Broadcom’s AI Growth Cuts Effective P/E from 34x to 15.1x
AMD•Broadcom trades at 34x this year’s expected earnings but only about 15.1x based on projected 2028 profits at its current $392 share price, implying a 55% discount three years out. Management forecasts next-quarter revenue to jump 84%, driven by $30 billion in AI chip bookings versus $10.8 billion shipped.
1. Current Valuation Premium
Broadcom’s shares trade at roughly 34 times this year’s expected earnings, a premium compared with peers in the semiconductor sector, making the stock appear expensive for near-term investors.
2. Future Earnings Discount
At today’s $392 share price, estimates for 2028 earnings imply an effective P/E of 15.1x, representing a 55% discount to current multiples and offering a margin of safety for patient holders.

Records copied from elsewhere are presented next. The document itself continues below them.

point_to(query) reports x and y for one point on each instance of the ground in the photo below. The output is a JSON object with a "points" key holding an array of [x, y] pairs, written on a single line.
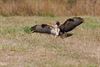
{"points": [[21, 48]]}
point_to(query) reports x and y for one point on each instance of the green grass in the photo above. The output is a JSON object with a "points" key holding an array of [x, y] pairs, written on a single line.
{"points": [[20, 47]]}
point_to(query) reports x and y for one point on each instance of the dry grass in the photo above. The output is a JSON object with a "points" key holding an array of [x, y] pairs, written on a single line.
{"points": [[21, 48], [49, 7]]}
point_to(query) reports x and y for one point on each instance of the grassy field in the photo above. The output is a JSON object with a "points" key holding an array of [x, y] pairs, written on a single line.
{"points": [[21, 48]]}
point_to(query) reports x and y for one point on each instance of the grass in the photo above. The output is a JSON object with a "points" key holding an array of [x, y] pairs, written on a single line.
{"points": [[49, 8], [21, 48]]}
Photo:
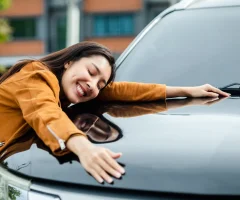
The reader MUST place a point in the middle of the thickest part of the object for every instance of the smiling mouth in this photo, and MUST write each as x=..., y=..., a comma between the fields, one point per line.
x=80, y=92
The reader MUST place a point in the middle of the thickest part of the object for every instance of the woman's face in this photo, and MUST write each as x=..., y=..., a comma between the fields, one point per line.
x=83, y=79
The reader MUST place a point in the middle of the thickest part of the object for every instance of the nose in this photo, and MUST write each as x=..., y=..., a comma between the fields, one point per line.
x=93, y=90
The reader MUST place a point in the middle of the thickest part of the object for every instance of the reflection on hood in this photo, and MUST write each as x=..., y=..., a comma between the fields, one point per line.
x=89, y=118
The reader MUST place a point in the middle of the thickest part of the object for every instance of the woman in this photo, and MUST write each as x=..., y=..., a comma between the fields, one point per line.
x=33, y=93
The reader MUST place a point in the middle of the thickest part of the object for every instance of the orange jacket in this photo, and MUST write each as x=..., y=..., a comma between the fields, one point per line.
x=30, y=98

3. AI Semiconductor Growth Outlook
Management projects consolidated revenue growth of 84% in the next quarter, fueled by over $30 billion in AI chip bookings versus $10.8 billion shipped, providing visibility into demand through 2028.
4. Risk and Upside Potential
While the forward discount cushions downside, actual returns hinge on the market preserving or expanding valuation multiples; if P/E rises to around 24.6x, the stock could appreciate by about 62%.